体操の種目別W杯男子平行棒に出場したイワン・クリアク(ロシア)のユニフォームが物議をかもしている。
クリアクは2022年3月5日に行われた男子平行棒で銅メダルを獲得し、表彰式に胸の部分に「Z」のマークが入ったユニフォーム姿で登場した。表彰式では優勝したウクライナのイリア・コフトゥンと並んでメダルを授与した。
「スポーツと政治は別であると叫ばれないように」
「Z」マークはロシアでは勝利を意味するとされ、ウクライナを侵攻するロシア軍の戦車や軍用車の側面に描かれているため政治的なメッセージが込められている可能性があるとして非難が相次いだ。
国際体操連盟(FIG)はクリアクの行為を「衝撃的な行動」と指摘し、3月6日に公式サイトでクリアクの懲戒手続きを開始するよう体操倫理財団に求めることを発表した。
クリアクの行為に対して16年リオデジャネイロ五輪の男子平行棒金メダリスト、オレグ・ベルニャエフ(ウクライナ)がSNSで怒りを滲ませた。
6日に更新したインスタグラムに「Z」マークの入ったユニフォームを着用したクリアクの画像と表彰台で金メダルのコフトゥンとクリアクの2ショット画像を添付し、「ロシア人にスポーツと政治は別であると叫ばれないようにしてください」などのコメントを投稿した。
「常にウクライナのコーチに挑発されました」
一方、ロシアサイドは大会中にロシアの選手がウクライナのコーチから挑発や侮辱を受けたと主張している。
ロシア通信社「RIAノーボスチ」(WEB版)は、記事の中でロシア代表チームのヘッドコーチを務めたバレンティーナ・ロディオネンコ氏のコメントを掲載。
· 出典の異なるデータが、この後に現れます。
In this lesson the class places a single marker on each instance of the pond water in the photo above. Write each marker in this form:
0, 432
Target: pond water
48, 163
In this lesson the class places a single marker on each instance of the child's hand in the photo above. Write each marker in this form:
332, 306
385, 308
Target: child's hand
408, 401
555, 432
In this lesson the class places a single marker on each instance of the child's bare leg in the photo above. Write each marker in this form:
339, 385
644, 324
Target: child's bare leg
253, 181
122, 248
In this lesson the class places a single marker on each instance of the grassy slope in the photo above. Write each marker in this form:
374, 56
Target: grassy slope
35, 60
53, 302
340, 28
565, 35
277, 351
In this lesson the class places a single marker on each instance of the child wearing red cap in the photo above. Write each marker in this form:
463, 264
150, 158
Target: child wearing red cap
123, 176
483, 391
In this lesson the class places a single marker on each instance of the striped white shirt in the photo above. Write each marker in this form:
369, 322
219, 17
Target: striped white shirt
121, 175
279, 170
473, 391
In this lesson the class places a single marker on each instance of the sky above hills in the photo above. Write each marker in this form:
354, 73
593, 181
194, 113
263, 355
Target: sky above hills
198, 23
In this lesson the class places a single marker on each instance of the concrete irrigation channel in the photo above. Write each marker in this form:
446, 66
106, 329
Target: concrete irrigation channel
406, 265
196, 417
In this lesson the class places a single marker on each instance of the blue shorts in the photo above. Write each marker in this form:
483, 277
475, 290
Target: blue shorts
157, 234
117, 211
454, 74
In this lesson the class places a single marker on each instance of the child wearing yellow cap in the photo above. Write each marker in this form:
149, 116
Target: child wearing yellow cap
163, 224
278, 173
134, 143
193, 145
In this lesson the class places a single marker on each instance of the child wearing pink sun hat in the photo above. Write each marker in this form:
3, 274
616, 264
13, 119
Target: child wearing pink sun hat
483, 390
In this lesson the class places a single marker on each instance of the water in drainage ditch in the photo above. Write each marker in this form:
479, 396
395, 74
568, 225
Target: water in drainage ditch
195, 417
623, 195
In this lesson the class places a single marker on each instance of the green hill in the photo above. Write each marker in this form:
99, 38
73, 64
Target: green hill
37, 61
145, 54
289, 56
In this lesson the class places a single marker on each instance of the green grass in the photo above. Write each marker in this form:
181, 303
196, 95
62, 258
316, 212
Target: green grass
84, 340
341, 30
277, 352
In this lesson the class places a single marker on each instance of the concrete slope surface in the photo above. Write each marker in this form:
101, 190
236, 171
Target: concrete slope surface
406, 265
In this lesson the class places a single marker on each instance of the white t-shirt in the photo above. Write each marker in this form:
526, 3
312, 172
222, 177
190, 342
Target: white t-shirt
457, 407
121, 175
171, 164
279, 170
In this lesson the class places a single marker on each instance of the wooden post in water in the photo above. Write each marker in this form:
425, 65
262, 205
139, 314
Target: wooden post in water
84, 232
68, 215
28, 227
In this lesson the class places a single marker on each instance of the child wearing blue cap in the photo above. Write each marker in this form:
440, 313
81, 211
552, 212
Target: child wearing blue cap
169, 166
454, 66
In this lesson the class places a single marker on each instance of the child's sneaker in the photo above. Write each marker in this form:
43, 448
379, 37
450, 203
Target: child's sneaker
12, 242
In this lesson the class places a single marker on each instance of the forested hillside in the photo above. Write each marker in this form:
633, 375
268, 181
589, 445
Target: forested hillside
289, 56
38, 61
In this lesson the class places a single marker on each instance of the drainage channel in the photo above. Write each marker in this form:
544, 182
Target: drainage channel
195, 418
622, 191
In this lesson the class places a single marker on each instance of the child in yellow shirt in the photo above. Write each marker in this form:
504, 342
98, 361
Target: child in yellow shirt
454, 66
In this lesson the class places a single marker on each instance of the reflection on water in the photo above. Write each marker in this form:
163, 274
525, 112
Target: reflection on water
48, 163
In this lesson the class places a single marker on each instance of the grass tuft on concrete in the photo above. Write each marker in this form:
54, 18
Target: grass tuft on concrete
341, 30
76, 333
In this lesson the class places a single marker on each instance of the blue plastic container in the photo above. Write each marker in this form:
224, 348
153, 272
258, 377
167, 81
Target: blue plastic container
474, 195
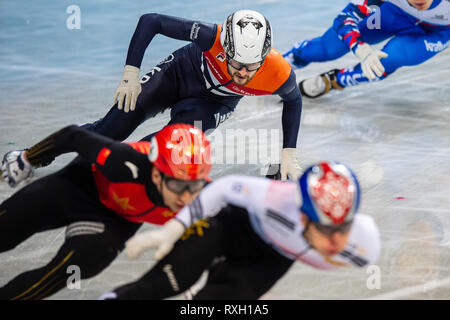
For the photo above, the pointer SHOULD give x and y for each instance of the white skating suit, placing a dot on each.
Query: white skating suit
(272, 207)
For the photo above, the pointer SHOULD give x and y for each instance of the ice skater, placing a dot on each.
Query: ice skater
(102, 197)
(248, 231)
(418, 30)
(204, 80)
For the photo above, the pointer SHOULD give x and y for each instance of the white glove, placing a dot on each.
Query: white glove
(289, 164)
(129, 89)
(163, 239)
(15, 168)
(370, 61)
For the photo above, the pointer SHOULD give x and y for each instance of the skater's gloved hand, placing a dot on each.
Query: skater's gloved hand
(370, 61)
(289, 164)
(15, 168)
(163, 239)
(129, 89)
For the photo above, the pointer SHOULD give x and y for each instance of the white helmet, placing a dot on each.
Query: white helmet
(246, 36)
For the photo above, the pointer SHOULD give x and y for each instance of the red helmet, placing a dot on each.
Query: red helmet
(181, 151)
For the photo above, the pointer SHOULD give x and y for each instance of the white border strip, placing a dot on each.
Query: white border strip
(405, 292)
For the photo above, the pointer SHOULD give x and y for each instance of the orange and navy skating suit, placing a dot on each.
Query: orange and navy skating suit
(193, 81)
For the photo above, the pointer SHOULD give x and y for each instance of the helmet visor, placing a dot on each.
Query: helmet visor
(180, 186)
(249, 67)
(343, 228)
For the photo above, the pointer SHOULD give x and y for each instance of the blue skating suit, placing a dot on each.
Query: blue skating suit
(416, 36)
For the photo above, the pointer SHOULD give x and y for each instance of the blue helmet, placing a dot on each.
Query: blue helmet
(330, 193)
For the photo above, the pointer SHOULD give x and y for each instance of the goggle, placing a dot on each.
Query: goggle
(249, 67)
(180, 186)
(330, 230)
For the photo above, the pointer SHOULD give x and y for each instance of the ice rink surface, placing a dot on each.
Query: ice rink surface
(395, 134)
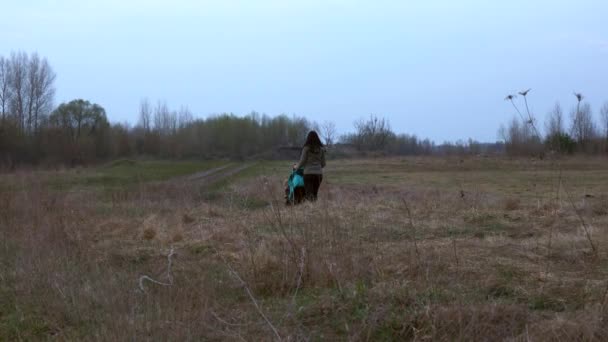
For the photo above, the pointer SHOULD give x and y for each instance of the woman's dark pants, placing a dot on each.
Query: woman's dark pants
(311, 186)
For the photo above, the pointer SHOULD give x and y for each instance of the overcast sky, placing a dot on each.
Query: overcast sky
(439, 69)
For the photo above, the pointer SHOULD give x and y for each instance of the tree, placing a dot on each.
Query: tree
(520, 138)
(83, 130)
(582, 128)
(373, 134)
(17, 81)
(554, 125)
(328, 132)
(41, 90)
(4, 87)
(604, 120)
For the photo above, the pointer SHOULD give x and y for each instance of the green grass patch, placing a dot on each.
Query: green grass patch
(122, 173)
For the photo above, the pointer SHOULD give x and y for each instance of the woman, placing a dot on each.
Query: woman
(313, 162)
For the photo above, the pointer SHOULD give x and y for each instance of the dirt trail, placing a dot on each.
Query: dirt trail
(215, 175)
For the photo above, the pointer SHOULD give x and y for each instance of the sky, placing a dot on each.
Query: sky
(437, 68)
記事によると、オディオネンコ氏は「私たちのアスリートは常にウクライナのコーチに挑発されました。彼らは私たちの国を侮辱し、不快なことを言いました。大会は政治ではなくスポーツについて考える必要があるが、彼らを止めることはできなかった」と語ったという。
ロシアのウクライナへの軍事侵攻を受け、FIGはロシアとベラルーシに対して3月7日以降に開催されるFIG主催の大会、または制裁の対象となる大会の出場を禁じている。